12-08-2019 12:53 PM - edited 12-08-2019 12:54 PM
Hi, dear HLS experts,
I have a hard time interpreting the following HLS results. I created a simple vector-matrix multiplication HLS code with an HLS pipeline pragma in the outer-loop as shown below. Also, I tried two different data types, i.e. one is float and the other one is ap_fixed<12,2>. Firstly, I expect the ap_fixed 12-bit version should have less resource area usage than the float version which is 32-bits.
However, the result is totally different. The float version only uses 10 DSPs under the same pipeline constraint. In addition, the latency is comparable to ap_fixed<12,2> design.
For the pipeline constraint in the outer-loop, it should unroll the inner-loop for trip count 20. But I don't understand why the float version can only consume 10 DSPs.

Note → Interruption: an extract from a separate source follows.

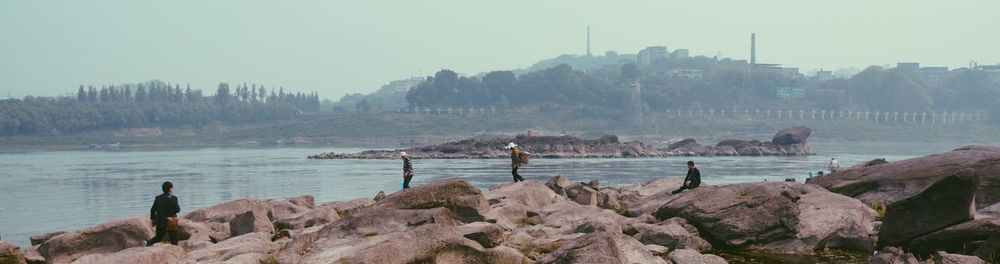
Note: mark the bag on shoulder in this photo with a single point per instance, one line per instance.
(172, 223)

Also, the floating-point multiplier should have many more cycles than a fixed-point multiplier. But the latency is almost the same i.e. 8000 cycles around.
I have so many questions in interpreting the results and need your guidance and discussion together. The VHLS version is 2017.02.
12-09-2019 03:51 AM
The performance is limited by the weights input array and the output array. Since these would be synthesized as memory interface, even though you pipeline, we can’t get the perfomance.

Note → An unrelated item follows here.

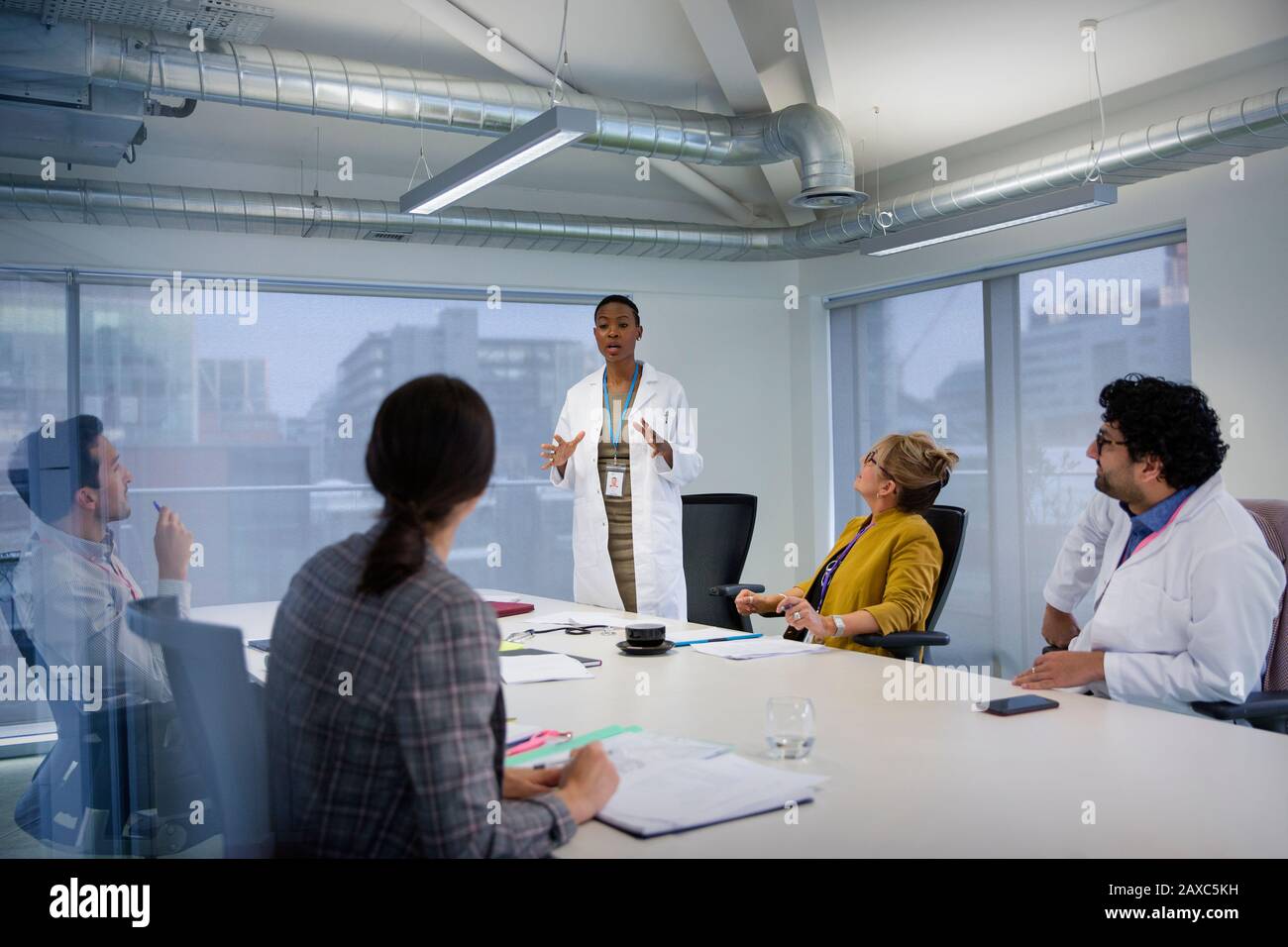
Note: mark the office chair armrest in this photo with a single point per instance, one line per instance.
(902, 639)
(732, 590)
(1260, 706)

You can partition the weights array and the output and then compare
You can apply these pragma’s
#pragma HLS ARRAY_PARTITION variable=intBuf complete dim=1
#pragma HLS ARRAY_PARTITION variable=weights_in complete dim=2
Below is what I have tried with 2019.2
solution5 is the one with floating point and solution6 is with fixed point.

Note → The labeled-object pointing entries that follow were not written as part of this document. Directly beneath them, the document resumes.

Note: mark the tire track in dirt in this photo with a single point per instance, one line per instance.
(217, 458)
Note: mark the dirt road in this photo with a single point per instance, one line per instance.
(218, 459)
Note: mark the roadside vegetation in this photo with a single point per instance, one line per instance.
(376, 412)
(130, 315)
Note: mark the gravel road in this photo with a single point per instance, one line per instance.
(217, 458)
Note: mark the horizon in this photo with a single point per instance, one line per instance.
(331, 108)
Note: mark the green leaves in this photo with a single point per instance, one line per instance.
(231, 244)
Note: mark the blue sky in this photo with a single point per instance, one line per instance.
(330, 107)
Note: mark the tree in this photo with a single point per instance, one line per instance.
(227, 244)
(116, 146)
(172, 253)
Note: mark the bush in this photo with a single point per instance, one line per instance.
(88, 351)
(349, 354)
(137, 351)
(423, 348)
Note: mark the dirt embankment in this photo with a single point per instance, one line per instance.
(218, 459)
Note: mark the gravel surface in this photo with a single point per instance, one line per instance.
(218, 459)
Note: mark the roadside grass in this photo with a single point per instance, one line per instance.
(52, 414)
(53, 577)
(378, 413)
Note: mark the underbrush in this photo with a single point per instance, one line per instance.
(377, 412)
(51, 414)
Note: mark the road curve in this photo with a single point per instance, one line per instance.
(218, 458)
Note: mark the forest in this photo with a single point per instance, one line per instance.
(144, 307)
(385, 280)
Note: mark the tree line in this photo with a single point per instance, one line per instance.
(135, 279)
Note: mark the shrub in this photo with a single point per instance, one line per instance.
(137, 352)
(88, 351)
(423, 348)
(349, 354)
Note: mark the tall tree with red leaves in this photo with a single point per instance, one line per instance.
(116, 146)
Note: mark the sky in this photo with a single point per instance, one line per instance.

You can clearly see the diff on how fixed point is better in performance and Area
12-09-2019 04:04 AM
@nithink Thank you for your experiment and comment.
I'm curious if you got the same result for my original code and constraint in 2019.2 which float version only consumes 10 DSPs but fixed-point version uses 20 DSPs. I don't know how to explain it.
For your experiment results with memory partition, for the float version, how do we explain it consumes 35 DSPs? For the fixed-point version, I can explain that the pipeline will unroll the inner-loop which loop trip count is 20. Thus, we can see HLS uses 20 DSPs for the pipeline fixed-point version. But how would we explain the 35 DSPs in the float version you did?
12-09-2019 06:50 AM - edited 12-09-2019 06:53 AM
I follow you to use 2019.2 which I just downloaded and installed on Ubuntu 16.04.
In order to compare with your result, I run the following cases :
solution 1 : float version with only pipeline w/o the two array partition pragmas
solution 2 : fixed-point version with only pipeline w/o the two array partition pragmas
solution 3 : float version with both pipeline and the two array partition pragmas
solution 4 : fixed-point version with both pipeline and the two array partition pragmas
However, somehow the results I got are different against yours but the trend is the same.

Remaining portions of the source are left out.